For investors interested in income, not only is the stability of the dividend important, but increases to that dividend over time are also key. The cost of living rarely decreases, so a company that pays out an increasing amount of cash can help offset inflation. Wal-Mart is an example, increasing its payout for the 43rd year straight back in February, when it boosted its dividend from $1.96 to $2.00 for the coming year.
But are future increases realistic to expect? And if so, how much of an increase can investors look forward to? To answer this question, I like to use the sustainable growth rate (SGR) for dividend-paying companies such as Wal-Mart. Here's how we calculate SGR:
SGR = return on equity × (1-dividend payout ratio)
A company's sustainable growth rate measures how much a company can grow each year without borrowing money. This is important to consider, because this rate measures the growth in profit the company can generate. These profits are used to reinvest back into the business as well as to potentially reward investors with increasing dividends.

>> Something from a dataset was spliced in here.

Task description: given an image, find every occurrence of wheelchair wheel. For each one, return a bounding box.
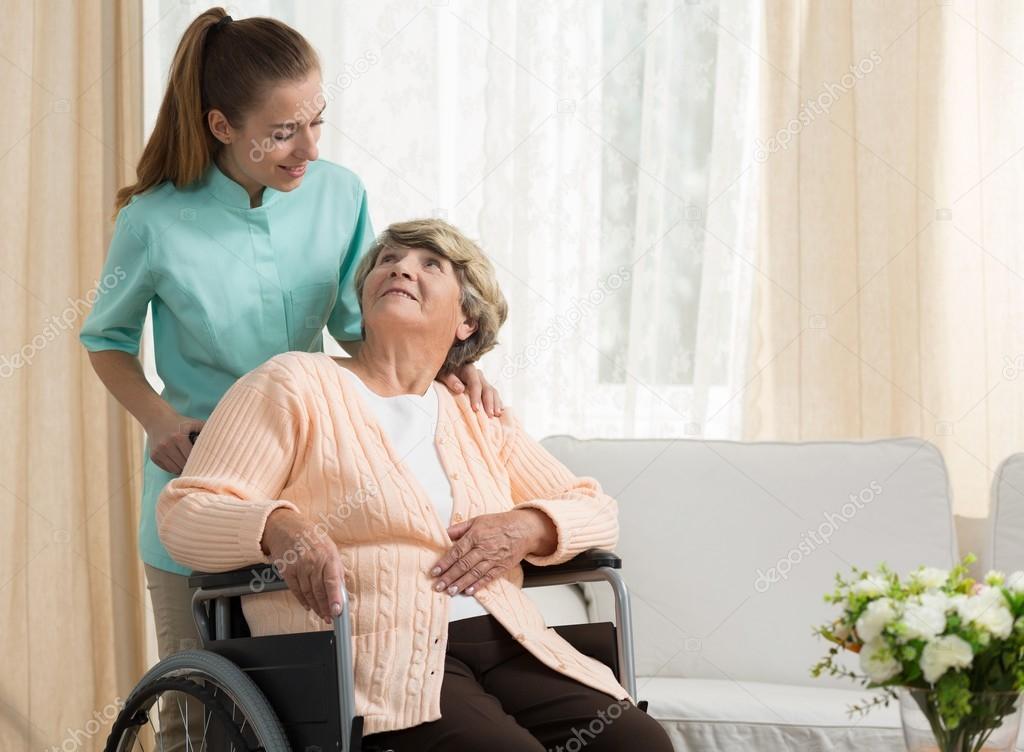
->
[104,651,291,752]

From Wal-Mart's last earnings report, we learn that ROE is at 17.8% over the past year and the company retained 57.1% of earnings. Multiplying the two numbers gives us a sustainable growth rate of 10.2% for Wal-Mart, a respectable rate of growth for a business of its size. The worldwide retailer's dividend is not only safe, but increases are also sure to be in order with that type of expectation.

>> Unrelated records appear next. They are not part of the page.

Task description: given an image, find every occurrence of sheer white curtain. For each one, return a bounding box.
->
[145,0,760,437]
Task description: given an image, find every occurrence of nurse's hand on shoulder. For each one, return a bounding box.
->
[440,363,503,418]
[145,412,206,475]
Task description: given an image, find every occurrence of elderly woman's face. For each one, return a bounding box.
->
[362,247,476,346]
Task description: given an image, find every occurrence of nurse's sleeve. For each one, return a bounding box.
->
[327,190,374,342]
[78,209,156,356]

A sampling of analyst expectations on Yahoo! Finance, though, has Wal-Mart's average earnings growth each year over the next five years at 0. Should such a discrepancy between SGR and analysts be concerning?
I believe the market is being overly pessimistic about the company's prospects going forward. Admittedly, it's been a tough year for old-school retail, which has had to fight a slew of online players, including Amazon.com and eBay, as well as newcomers such as Etsy. Other traditional retailers have also been investing in their own online presence, further crowding the growing e-retail industry.

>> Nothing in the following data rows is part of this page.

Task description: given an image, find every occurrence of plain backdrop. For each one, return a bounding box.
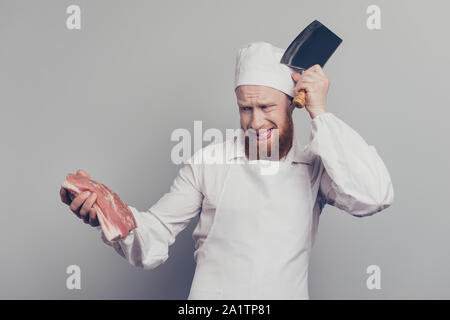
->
[0,0,450,299]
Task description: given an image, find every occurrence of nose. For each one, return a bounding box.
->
[250,108,266,130]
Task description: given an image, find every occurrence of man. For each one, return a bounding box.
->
[61,42,394,299]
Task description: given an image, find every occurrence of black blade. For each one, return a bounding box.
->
[280,20,342,69]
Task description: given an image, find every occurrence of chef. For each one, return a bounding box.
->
[59,42,394,299]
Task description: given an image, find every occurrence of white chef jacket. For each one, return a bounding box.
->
[101,112,394,269]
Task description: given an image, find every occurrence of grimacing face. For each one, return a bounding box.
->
[235,85,295,159]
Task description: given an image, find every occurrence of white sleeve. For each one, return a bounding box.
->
[308,112,394,216]
[101,164,203,269]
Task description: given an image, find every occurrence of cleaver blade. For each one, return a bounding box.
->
[280,20,342,108]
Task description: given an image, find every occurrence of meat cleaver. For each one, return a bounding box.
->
[280,20,342,108]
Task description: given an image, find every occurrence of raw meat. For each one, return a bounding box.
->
[62,174,136,241]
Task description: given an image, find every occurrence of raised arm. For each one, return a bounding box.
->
[308,113,394,216]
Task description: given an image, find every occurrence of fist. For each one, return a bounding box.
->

Wal-Mart has also had the extra challenge of dealing with rising wages for employees and a strengthening U.S. dollar, the latter of which decreased the value of its revenue earned overseas. As a result, many analysts have practically written off the megastore's potential.
An important consideration
It's easy to get lost in the pessimism that surrounds brick-and-mortar retail in general. But I think analysts and investors are missing a few key points when considering the ability of a company like Wal-Mart to adapt to changes in business.
The first we've already touched on briefly: retained earnings. Wal-Mart turned a profit of nearly $14.7 billion in 2015, $8.4 billion of which it retained. This is cash that can be invested for future growth of the business. Over the course of the year, Wal-Mart invested $10.7 billion back into its business. The company's calculated return on investments and return on assets was 15.5% and 7.5%, respectively. While these numbers may not be setting the world on fire, they also certainly don't paint the picture of a company that will have zero profit growth over five years. And for our purposes of dividend growth consideration, the fact that the company is able to generate positive cash from assets and invested funds bodes well for those looking for a strong dividend payer.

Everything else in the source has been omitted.